Apelação Cível nº 1048498-06.2016.8.26.0114

Apelante: Matheus Maccari Neto

Apelado: 1° Oficial de Registro de Imóveis de Campinas

VOTO Nº 37.765

Registro de Imóveis – Dúvida julgada procedente – Carta de sentença extraída de ação de divórcio consensual – Partilha desigual em razão de liberalidade do cônjuge – Título que faz presumir a existência de doação – Necessidade de comprovação da declaração e do recolhimento do Imposto de Transmissão “causa mortis” e de Doação – ITCMD, ou de demonstração de sua isenção – Recurso não provido.

Trata-se de apelação interposta contra r. sentença que julgou procedente a dúvida e manteve a recusa do registro nas matrículas nºs 113.259, 113.260, 113.261, 113.262, 121.058 e 121.060 do 1º Oficial de Registro de Imóveis da Comarca de Campinas, da partilha de bens realizada em ação de divórcio consensual em que, apesar da atribuição de patrimônio com valor desigual a cada um dos ex-cônjuges, não foram promovidos a declaração e o recolhimento do Imposto de Transmissão “causa mortis” e de Doação – ITCMD, ou demonstrada a sua isenção.

O apelante alegou, em suma, que em razão da compensação decorrente da atribuição aos cônjuges de bens com valores desiguais foram promovidos a declaração e o pagamento do Imposto de Transmissão “inter vivos” – ITBI. Afirmou que foi adotado o regime da comunhão parcial e que a universalidade dos bens partilhados, adquiridos durante o casamento, somente se extinguiu com a partilha que englobou o ativo e o passivo, ou seja, os bens e as dívidas comuns do casal. Esclareceu que os bens partilhados têm valor total de R$ 8.971.709,39 e que na partilha recebeu bens com valor de R$ 5.721.709,39, ao passo que os atribuídos à sua ex-esposa somam R$ 3.250.000,00. Contudo, assumiu a obrigação de pagar a totalidade das dívidas comuns, de R$ 4.236.794,80, o que caracterizou a reposição onerosa de bens em favor de sua ex-esposa, na forma de dação em pagamento, e ensejou a declaração e o pagamento do Imposto de Transmissão “inter vivos” – ITBI. Aduziu que a inexistência de transmissão gratuita afasta a incidência do imposto sobre doação e, portanto, a declaração e o recolhimento do ITCMD. Requereu o provimento do recurso para que seja promovido o registro da partilha (fls. 209/222).

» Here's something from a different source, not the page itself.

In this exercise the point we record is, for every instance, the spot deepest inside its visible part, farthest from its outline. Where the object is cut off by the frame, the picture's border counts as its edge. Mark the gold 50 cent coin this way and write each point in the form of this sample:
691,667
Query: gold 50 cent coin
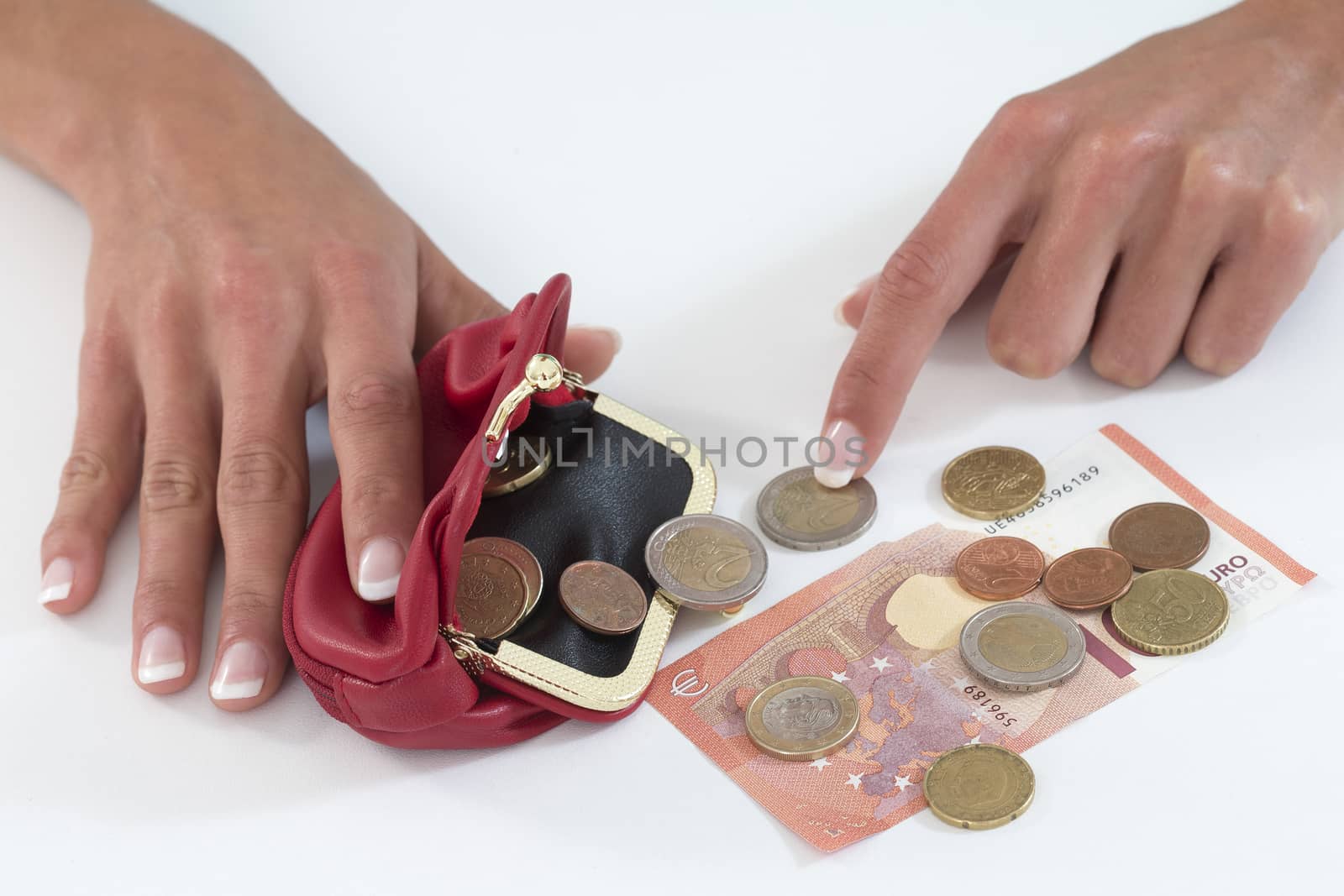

A douta Procuradoria Geral de Justiça opinou pelo não provimento do recurso (fls. 252/254).

É o relatório.

Foi apresentada para registro a carta de sentença extraída de ação de divórcio consensual, Processo nº 0004611-71.2013.8.08.0024 da 3ª Vara da Família da Comarca de Vitória, Espírito Santo (fls. 20 e seguintes), em que foram partilhados os bens móveis e imóveis relacionados às fls. 24/28.

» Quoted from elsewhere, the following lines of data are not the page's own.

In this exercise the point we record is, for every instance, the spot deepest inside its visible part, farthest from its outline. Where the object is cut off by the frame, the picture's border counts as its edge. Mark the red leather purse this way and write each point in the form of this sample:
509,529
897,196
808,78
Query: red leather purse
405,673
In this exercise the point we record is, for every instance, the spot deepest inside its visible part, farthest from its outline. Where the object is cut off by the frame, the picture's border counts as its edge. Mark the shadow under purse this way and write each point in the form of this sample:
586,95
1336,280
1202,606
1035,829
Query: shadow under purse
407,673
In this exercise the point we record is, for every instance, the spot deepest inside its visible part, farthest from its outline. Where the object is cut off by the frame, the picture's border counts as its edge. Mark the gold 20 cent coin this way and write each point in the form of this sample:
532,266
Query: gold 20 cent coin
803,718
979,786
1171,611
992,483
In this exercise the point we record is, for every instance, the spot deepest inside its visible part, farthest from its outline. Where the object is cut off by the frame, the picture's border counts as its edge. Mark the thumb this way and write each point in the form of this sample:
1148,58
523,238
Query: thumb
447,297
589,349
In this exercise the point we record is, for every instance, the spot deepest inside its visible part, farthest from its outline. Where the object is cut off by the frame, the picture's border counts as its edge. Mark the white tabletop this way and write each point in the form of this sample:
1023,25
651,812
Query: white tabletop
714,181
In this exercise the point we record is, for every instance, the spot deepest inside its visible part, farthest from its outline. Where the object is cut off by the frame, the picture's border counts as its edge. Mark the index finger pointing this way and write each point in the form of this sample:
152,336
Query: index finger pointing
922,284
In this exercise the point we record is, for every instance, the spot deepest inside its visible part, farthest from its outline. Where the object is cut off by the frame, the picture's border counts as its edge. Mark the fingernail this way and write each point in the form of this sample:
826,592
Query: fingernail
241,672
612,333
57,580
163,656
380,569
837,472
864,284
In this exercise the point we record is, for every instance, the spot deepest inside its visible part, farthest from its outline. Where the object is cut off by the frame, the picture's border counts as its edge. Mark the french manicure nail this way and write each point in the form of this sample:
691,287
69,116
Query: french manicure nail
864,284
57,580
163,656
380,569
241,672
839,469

O quadro demonstrativo apresentado às fls. 8 e 157/158 mostra que os bens partilhados somam R$ 8.971.709,39, sendo que os atribuídos ao apelante têm valor de R$ 5.721.709,39 e os pertencentes à sua ex-esposa totalizam R$ 3.250.000,00.

Por sua vez, o apelante assumiu a obrigação de pagar a totalidade dos débitos comuns do casal, de R$ 4.236.794,80 (fls. 08, 28/29 e 159).

Ocorre que na partilha não foi prevista a reposição em favor da ex-esposa da diferença entre valor total dos bens partilhados e o daqueles que lhe foram atribuídos (fls. 21/30 e 122/123), o que faz presumir a existência de doação.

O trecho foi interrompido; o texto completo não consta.